El sol lo sorprendió tomando espuma de leche caliente y sacándole las garrapatas a un perro pequeño que hay en la finca de mi abuelo. Luego correteó las gallinas, los pavos, los chivos, podía ver en su cara la felicidad, el placer de hacer algo nuevo y hasta hoy extraño. Lo llevé conmigo, recogimos maíz, arrancamos yuca, buscamos patillas y cortamos leña mientras mi abuelo tomaba café.

La finca de mi abuelo son dos islotes enormes que se levantan en una de las ensenadas de la ciénaga de Sura. Desde la parte más alta, donde está el racho de palma y barro a especie de garita, se ve toda la laguna. Su agua es verde y tranquila. También se ve el tanque elevado que hace las veces de acueducto del pueblo y hasta los carros que pasan por la carretera angosta y pedregosa que lleva hasta la cabecera municipal. Tiramos piedras al agua, gritamos y gritamos y nos maravillamos con el eco que se propaga por todos los rincones de la pequeña ciénaga.
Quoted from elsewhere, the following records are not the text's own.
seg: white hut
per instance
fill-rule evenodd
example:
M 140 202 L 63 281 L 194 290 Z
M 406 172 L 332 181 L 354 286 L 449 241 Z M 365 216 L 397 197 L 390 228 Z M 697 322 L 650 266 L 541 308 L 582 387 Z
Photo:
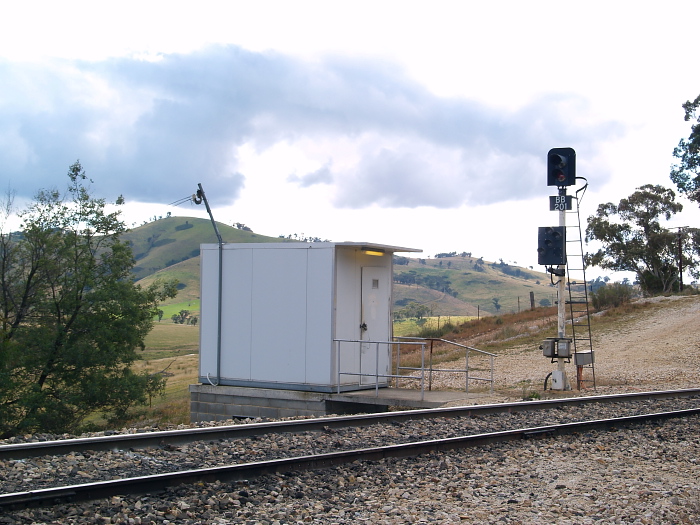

Volví a ser aquel niño que se fue un día, dejando todo esto atrás, buscando un mejor futuro.

Los días avanzan lento, tan lento como el progreso, y los actos que anuncia la cartulina que está en la puerta del billar también avanzan lento. En la mañana del jueves los atarrayeros han hecho lo suyo. Se han burlado de algunos y se han sorprendido con otros, pero al final desde que tengo uso de razón, Julio Mendoza se ha llevado siempre el primer puesto. También se ha cumplido la carrera de canoas, para la prueba, el pueblo entero se aglomera en torno a la muralla, que protege a la población de las aguas turbias del caudaloso afluente que lo inunda casi que por completo el mes de diciembre. Una gran caravana de canoas sube hasta el llamado Cerro de Los Cocos, que otrora era el punto más alto del pueblo, y que por efectos de la erosión del agua es hoy día sólo un pequeño barranco donde los niños se lazan de cabeza al agua. De ahí los intrépidos competidores, emprenden una lucha contra la corriente a canalete limpio buscando llegar a la meta.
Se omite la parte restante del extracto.